My parents were probably my first mentors. My dad never shied away from teaching me how to work with his tools and my parents bought me kits that showed me how things work. In high school, I was also inspired by my electronics teacher. He was always encouraging me to move forward and go on to college. I had a lot of encouragement along the way. I think it was critical for me to have these mentors because they helped rid me of any doubts in my ability to become an engineer.
My grandmother was also a role model. She was an electronics technician for Boeing and was in charge of running one of their huge computer labs. Like many women, she started working in this profession during World War II, when women had to build airplanes while men were off to war. She started as a machinist, became a master machinist, and then she bridged the gap between being a machinist and working with electronics. Eventually, she was in charge of her own computer lab in her own building. She was really a spectacular person. I'm sure she had many stories of overcoming the challenges of being a woman in that time and in that profession. Because of her, I never felt that I couldn't pursue this line of work. Now, I love my job! I've been here for 15 years and it is still always new and interesting.

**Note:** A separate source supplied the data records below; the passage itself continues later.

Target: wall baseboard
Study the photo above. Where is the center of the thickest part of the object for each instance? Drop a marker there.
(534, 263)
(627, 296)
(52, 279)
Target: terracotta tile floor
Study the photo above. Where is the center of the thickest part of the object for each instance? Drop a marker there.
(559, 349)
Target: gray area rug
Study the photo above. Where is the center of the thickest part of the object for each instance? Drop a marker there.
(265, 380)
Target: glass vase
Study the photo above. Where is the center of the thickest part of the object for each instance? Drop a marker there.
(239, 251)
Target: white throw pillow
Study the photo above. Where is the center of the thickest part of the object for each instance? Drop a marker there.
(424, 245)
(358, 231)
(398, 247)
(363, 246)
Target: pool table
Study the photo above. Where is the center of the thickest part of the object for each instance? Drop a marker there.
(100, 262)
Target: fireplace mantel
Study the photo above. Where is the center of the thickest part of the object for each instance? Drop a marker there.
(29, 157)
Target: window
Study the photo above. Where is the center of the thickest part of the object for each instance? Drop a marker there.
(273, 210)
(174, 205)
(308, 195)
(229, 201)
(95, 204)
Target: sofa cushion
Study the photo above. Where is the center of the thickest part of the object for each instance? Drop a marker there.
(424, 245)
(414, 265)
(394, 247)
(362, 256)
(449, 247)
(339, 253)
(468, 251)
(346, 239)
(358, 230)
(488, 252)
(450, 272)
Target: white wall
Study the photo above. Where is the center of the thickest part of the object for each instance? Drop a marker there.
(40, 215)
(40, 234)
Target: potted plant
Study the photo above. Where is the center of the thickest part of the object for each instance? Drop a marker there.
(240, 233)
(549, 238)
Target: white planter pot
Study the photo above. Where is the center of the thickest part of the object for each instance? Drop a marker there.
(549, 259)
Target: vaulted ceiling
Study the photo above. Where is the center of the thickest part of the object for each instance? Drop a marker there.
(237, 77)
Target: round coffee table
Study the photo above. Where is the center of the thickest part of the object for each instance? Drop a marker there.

Do you have any suggestions for how kids in elementary school can get practical experience in your field?
I actually don't like to encourage kids to use computers, but Lego makes something called a Mind Storm kit. These kits provide an opportunity to build a robot out of Legos and to use a computer to program them to move. There are also robotics clubs or math clubs that you could join in school or community.
Are there exciting things happening in your field that could involve children who will enter the field in 5-15 years?
I think the social networking atmosphere could really change the landscape of my field and what we can do in a very collaborative way. There are big changes in the realm of environmental studies that are creating increased efforts to collect a massive quantity of data. Currently, we don't have the ability to deal with all of this data, so there will be many job opportunities for people who can create software tools for data analysis.
Do you have any closing remarks?
Follow your dreams! Don't be afraid to make your own career path or even your own field. The future is going to present many great opportunities to create new and innovative job fields, so think and dream big!
- Software engineers in the U.S. makes an average of $73,000 per year.
- The job outlook for software developers between 2010 and 2020 shows a 30% increase in demand. This job field is growing much faster than the national average.
- In addition to deep-sea research, software engineers work in a variety of fields. From the medical field to aviation, there are many opportunities available!